Parallel Processing for the Pricing of Financial Derivatives: Examples with SPX and SPY OptionsFinance and Risk Engineering
You are cordially invited to attend the FRE Lecture when Louis Scott, Officer in the Model Risk Department, Supervision at the Federal Reserve Bank of New York will present a lecture on the following topic:
Parallel Processing for the Pricing of Financial Derivatives: Examples with SPX and SPY Options
Recent developments in computing technology coupled with massive parallel processing have opened the way forward for significant advances in artificial intelligence, robotics, and driverless cars. This same technology can be exploited for use in financial models. In this seminar, I will present first an overview of massive parallel processing on general purpose graphical processing units (aka GPU’s) and how this technology is being applied for financial models. This overview will be followed by a specific application to SPX and SPY options using a model with stochastic volatility and jump processes. The model for the stock price index and its stochastic volatility is based on an empirical analysis of the data, and does not lead to convenient closed form or quasi closed form solutions. Two standard solution techniques will be presented: a Monte Carlo solution and a finite difference solution to the partial differential integral equation, both implemented on GPU’s. I will include some performance tests (computing time tests) and a calibration of the model for both SPX and SPY options. The Monte Carlo solution is applied to the SPX options, which have European style exercise. The SPY options are options on the SPY ETF which have American style exercise and should be solved with a grid based method.
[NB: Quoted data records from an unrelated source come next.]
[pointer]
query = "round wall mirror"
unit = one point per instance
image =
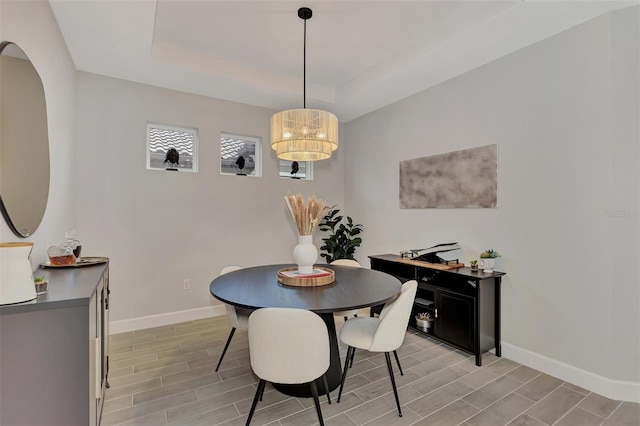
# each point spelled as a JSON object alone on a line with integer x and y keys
{"x": 24, "y": 142}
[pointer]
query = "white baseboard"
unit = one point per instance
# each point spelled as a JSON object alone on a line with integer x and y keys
{"x": 612, "y": 389}
{"x": 150, "y": 321}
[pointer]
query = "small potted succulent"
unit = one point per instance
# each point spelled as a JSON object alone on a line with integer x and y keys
{"x": 42, "y": 285}
{"x": 424, "y": 321}
{"x": 488, "y": 260}
{"x": 474, "y": 265}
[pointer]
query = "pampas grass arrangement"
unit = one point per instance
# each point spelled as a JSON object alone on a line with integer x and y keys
{"x": 306, "y": 216}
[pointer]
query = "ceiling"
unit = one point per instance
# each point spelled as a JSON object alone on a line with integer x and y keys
{"x": 361, "y": 55}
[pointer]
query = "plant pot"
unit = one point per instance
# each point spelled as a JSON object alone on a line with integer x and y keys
{"x": 305, "y": 254}
{"x": 424, "y": 325}
{"x": 487, "y": 264}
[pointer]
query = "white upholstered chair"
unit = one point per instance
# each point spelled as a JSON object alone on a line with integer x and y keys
{"x": 355, "y": 264}
{"x": 237, "y": 317}
{"x": 383, "y": 334}
{"x": 288, "y": 346}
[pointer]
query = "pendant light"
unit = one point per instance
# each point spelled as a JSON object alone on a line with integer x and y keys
{"x": 304, "y": 134}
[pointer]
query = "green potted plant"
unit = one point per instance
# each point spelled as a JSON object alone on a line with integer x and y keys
{"x": 343, "y": 239}
{"x": 42, "y": 285}
{"x": 474, "y": 265}
{"x": 488, "y": 261}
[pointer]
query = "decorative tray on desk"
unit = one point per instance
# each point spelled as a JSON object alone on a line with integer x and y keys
{"x": 320, "y": 276}
{"x": 83, "y": 261}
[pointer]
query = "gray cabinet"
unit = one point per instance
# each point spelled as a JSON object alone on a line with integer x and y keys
{"x": 54, "y": 351}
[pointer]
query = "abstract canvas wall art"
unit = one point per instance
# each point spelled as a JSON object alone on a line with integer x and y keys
{"x": 458, "y": 179}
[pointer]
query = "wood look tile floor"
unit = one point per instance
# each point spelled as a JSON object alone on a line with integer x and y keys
{"x": 165, "y": 375}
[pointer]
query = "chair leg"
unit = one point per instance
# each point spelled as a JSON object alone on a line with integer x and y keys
{"x": 255, "y": 400}
{"x": 393, "y": 382}
{"x": 395, "y": 353}
{"x": 314, "y": 392}
{"x": 224, "y": 351}
{"x": 344, "y": 372}
{"x": 326, "y": 387}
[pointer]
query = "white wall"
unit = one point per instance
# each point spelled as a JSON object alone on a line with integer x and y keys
{"x": 32, "y": 26}
{"x": 160, "y": 227}
{"x": 564, "y": 113}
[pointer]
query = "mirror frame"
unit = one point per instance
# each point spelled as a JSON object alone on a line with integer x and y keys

Louis Scott is currently at the Federal Reserve Bank of New York, where he is an Officer in the Model Risk Department, Supervision. Prior to joining the Fed in 2014, he was in the investment banking industry for 17 years where he was a Managing Director with Morgan Stanley and UBS. He held a variety of positions with responsibilities in risk management and quantitative research. He was a university professor in Finance at the University of Illinois and the University of Georgia and published academic research, including papers on derivative pricing. He has also served as an adjunct professor at the Courant Institute - NYU, and the Graduate Business School at Fordham University. His undergraduate degree is in Electrical Engineering from Duke University, and he has an MBA in Finance from Tulane University and a Ph.D. in Economics from University of Virginia.
We look forward to seeing you there. Refreshments will be served. Please mark your calendars.